La pensée avance de façon parallèle, d'une part,
aux pages admirables du Cantique des Cantiques
(cf. cc. 4 et 7) et, de l'autre, à la reprise de
l'Apocalypse qui décrit les "noces de l'Agneau",
c'est-à-dire du Christ, avec la communauté des
rachetés, en soulignant la valeur symbolique des
vêtements nuptiaux: "Voici les noces de l'agneau et
son épouse s'est faite belle: on lui a donné de se
vêtir de lin d'une blancheur éclatante - le lin, c'est
en effet les bonnes actions des saints" (Ap 19, 7-8).
4. A côté de la beauté, est exaltée la joie qui émane
du cortège joyeux des "vierges à sa suite", les
4
demoiselles d'honneur qui accompagnent l'épouse
"parmi joie et liesse" (cf. Ps 44, 15-16). Le joie
authentique est beaucoup plus profonde que la
simple allégresse, elle est une expression de
l'amour qui participe au bien de la personne aimée
dans la sérénité du coeur.
Or, selon les paroles de voeux placées en
conclusion, apparaît une autre réalité,
profondément enracinée dans le mariage: la
fécondité. On parle, en effet, de "fils" et de
"générations" (cf. vv. 17-18). L'avenir, non
seulement de la dynastie mais de l'humanité, se
réalise précisément parce que le couple offre au
monde de nouvelles créatures.
Il s'agit d'un thème important à notre époque, dans
un monde occidental souvent incapable de confier
sa propre existence à l'avenir, à travers
l'engendrement et la protection de nouvelles
créatures, qui poursuivront la civilisation des
peuples et qui réaliseront l'histoire du salut.
5. De nombreux Pères de l'Eglise, comme on le sait,
ont lu le portrait de la reine en l'appliquant à Marie,
à partir de l'appel initial: "Ecoute, ma fille, regarde
et tends l'oreille..." (v. 11).
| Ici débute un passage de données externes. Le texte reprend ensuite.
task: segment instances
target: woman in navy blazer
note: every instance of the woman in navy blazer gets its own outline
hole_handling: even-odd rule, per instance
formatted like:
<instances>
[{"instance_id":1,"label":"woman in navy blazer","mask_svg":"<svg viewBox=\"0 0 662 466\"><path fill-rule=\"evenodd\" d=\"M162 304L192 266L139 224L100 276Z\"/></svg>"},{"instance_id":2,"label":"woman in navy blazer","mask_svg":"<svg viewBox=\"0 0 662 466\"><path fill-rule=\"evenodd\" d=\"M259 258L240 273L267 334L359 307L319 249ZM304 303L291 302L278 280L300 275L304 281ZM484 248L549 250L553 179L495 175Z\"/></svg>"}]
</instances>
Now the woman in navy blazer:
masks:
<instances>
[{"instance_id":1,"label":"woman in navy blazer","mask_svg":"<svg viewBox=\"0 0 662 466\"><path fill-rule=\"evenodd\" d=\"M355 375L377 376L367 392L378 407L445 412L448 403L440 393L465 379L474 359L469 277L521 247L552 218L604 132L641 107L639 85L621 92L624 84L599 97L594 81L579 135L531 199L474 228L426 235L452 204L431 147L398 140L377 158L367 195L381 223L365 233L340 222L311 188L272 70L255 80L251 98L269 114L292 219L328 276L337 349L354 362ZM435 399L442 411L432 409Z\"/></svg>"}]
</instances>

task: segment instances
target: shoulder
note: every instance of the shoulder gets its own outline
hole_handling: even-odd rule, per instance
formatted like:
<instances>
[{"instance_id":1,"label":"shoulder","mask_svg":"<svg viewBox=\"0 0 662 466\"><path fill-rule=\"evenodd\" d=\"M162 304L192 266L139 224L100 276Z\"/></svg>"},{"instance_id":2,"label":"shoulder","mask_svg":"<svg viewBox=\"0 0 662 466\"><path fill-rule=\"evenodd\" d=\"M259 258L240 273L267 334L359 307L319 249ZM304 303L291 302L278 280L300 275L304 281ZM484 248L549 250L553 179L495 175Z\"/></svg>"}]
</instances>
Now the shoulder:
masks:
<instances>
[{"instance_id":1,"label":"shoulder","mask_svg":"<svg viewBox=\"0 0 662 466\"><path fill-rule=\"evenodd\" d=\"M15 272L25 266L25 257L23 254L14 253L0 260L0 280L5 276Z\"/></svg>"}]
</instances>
C'est ce qui a lieu, par
exemple, dans l'Homélie sur la Mère de Dieu de
Chrysippe de Jérusalem, un cappadocien qui, en
Palestine, fut l'un des moines fondateurs du
monastère de saint Euthyme et qui, devenu prêtre,
fut gardien de la Sainte Croix dans la Basilique de
l'Anastasis à Jérusalem.
"C'est à toi qu'est adressé mon discours - dit-il en
s'adressant à Marie -, à toi qui dois devenir l'épouse
du grand souverain; c'est à toi que va mon
discours, à toi qui vas concevoir le Verbe de Dieu,
de la façon qu'Il connaît... "Ecoute, ma fille, regarde
et tends l'oreille"; en effet l'heureuse annonce de la
rédemption du monde est en train de s'accomplir.
Tends ton oreille et ce que tu entendras réjouira
ton coeur... "Oublie ton peuple et la maison de ton
père": ne prête pas attention à ta parenté
terrestre, car tu seras transformée en une reine
céleste. Et vois - dit-il - combien t'aime celui qui est
le Créateur et Seigneur de toutes les choses. "En
effet le roi - dit-il - désire ta beauté": le Père luimême te prendra comme son épouse; l'Esprit
disposera toutes les conditions qui sont nécessaires
pour ces noces... Ne crois pas que tu enfanteras un
enfant humain, "car il est ton Seigneur et tu te
prosterneras devant lui". Ton Créateur est devenu
5
ton enfant; tu le concevras et, avec les autres, tu
l'adoreras comme ton Seigneur" (Testi mariani del
primo millennio, I, Rome 1988, pp. 605-606).